Et comme prouver que le mouvement continue, la Coordination rurale des Hautes-Alpes a mené, ce mardi, une action coup de poing en déversant des produits avariés devant les services de l'Etat à Gap. De cette transhumance stoppée aux portes de Paris, les agriculteurs sortent amers et en colère. Certains estiment avoir été traités comme des délinquants.
Le Premier ministre propose un rendez-vous le 13 janvier prochain, mais Patrick Legras lui répond : “ On veut des décisions, on ne veut pas de rendez-vous, on a eu des dizaines de rendez-vous. On veut des signatures, des engagements”. Le gouvernement a, d’ores et déjà, annoncé qu’il reprend les mesures négociées par le précédent gouvernement : allègements fiscaux, abandon du relèvement de la fiscalité sur le gazole non routier et allègements de charges sont également inscrits dans le projet de loi de financement de la Sécurité sociale, principalement pour l’emploi de saisonniers.
La Coordination rurale veut plus, elle souhaite un changement de philosophie agricole. Elle demande la défense d’une “exception agriculturelle” française, qui maintient les petits exploitants qui ne peuvent se lancer dans la course à la production industrielle destinée aux marchés mondiaux.
“ Ça fait un an qu’on attend”
La Coordination rurale est donc logiquement contre le Mercosur, ce contrat de libre-échange signé avec cinq grands pays d’Amérique du Sud, tout comme la Confédération paysanne. Le principal syndicat agricole, la FNSEA (Fédération nationale des syndicats d’exploitants agricoles) demande uniquement des aménagements de l’accord.
”La messe n’est pas dite”, a essayé de rassurer Emmanuel Macron lundi devant la réunion de rentrée des ambassadeurs.
La France, en effet, le juge "inacceptable" et estime que les agriculteurs du Mercosur doivent respecter les normes environnementales et sanitaires en vigueur dans l'UE, pour éviter une concurrence déloyale.

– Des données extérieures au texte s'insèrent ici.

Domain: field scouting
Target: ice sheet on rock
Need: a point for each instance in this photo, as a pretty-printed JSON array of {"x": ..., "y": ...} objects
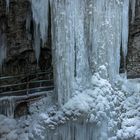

Patrick Legras ne se fait pourtant pas d’illusions. La France, seule, ne peut stopper la ratification de cet accord, dit-il. Il rappelle que les clauses-miroirs (clauses qui imposent les mêmes règles de production aux pays exportateurs vers l’UE), censées protéger les producteurs européens ne sont pas très efficaces. Les contrôles des biens importés ne sont pas systématiques.
Ensuite, il attire l’attention sur le fait que même non ratifié un accord de libre-échange peut commencer à être mis en œuvre une fois signé, comme ce fut le cas avec le fameux CETA (Comprehensive Economic and Trade Agreement), l’accord signé avec le Canada.
“Ça fait un an qu’on attend, si le gouvernement actuel met trop de temps, pour nous, ce sera trop tard ; après on retourne dans les champs.” Patrick Legras n’oublie pas que certaines exploitations ont besoin de ces aides négociées avec le gouvernement Barnier, aides qui n’ont jamais été actées.
La Coordination rurale craint une nouvelle “guerre de censure” qui laisserait encore une fois les agriculteurs sans solution ou mesure d’urgence.
Et surtout, le syndicaliste insiste bien sur un point : “On ne veut pas des prêts sans intérêt, on veut des prix corrects. Cette volonté d’avoir des prix de plus en plus bas, ça fait mal à tout le monde”.
La campagne pour les prochaines élections des membres des Chambres d’agriculture commence aujourd’hui. Les agriculteurs vont élire leurs représentants du 15 au 31 janvier. Patrick Legras est confiant sur le fait que le monopole de la FNSEA va s’effriter.
La Coordination rurale souhaite que les lois européennes soient leur seul cadre législatif : “On a des députés qui nous mettent des lois plus exigeantes, nos gouvernements vont trop loin. On dit non“.